Frequently Asked Questions

How does Efficient handle reconfiguration overhead?

Compilers already create control flow graphs during compilation, which align well with our hardware model. The main concern is often reconfiguration—how much power it uses and how often it happens. Two things matter here:

Programs have locality. The same code paths execute repeatedly.
We use a distributed configuration cache. Recently used configurations stay hot, enabling fast and low-power reconfiguration.

This keeps our architecture efficient as programs execute and adapt.

How does this architecture help in ultra-low-power embedded applications?

It’s true that many embedded applications spend most of their time in sleep mode, where standby power dominates. But modern devices are changing—applications now rely on richer sensor data and more local processing.

Take a Wi-Fi door sensor: once, it only needed to detect if a door was open. Now, “smart” sensors identify humans, animals, or motion types—all without streaming video data over Wi-Fi. That requires efficient, on-device sensor fusion.

The Electron E1 is built for this new generation of embedded compute, delivering the performance needed for advanced workloads while maintaining years-long battery life.

Is the Fabric architecture asynchronous or based on Domino Logic?

The Fabric uses standard synchronous logic, not Domino Logic. However, operations fire as soon as their inputs are ready—allowing many to execute in parallel. This dataflow-style execution is sometimes described as “asynchronous firing,” since there’s no central program counter enforcing sequential order.

Is the Fabric architecture similar to a systolic array?

Both fall under spatial dataflow architectures, but they’re designed for different purposes.

Systolic arrays are specialized, using fixed schedules to achieve high performance on structured, repetitive tasks like matrix multiplies.
Efficient’s Fabric architecture is general-purpose, optimized for flexibility, performance, and energy efficiency—even on workloads with irregular control flow or memory access patterns.

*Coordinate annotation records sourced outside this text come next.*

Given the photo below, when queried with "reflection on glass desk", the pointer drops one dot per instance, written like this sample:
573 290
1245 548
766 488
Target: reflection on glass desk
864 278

How is Efficient’s compiler approach different from past “magic compiler” attempts like VLIW or Itanium?

We’ve learned from those histories. At Efficient, compiler and hardware co-design is fundamental to our process. We built a working compiler before first silicon—ensuring that software and hardware evolve together.

This tight integration lets us deliver real performance and energy gains while preserving the familiar programming experience developers expect.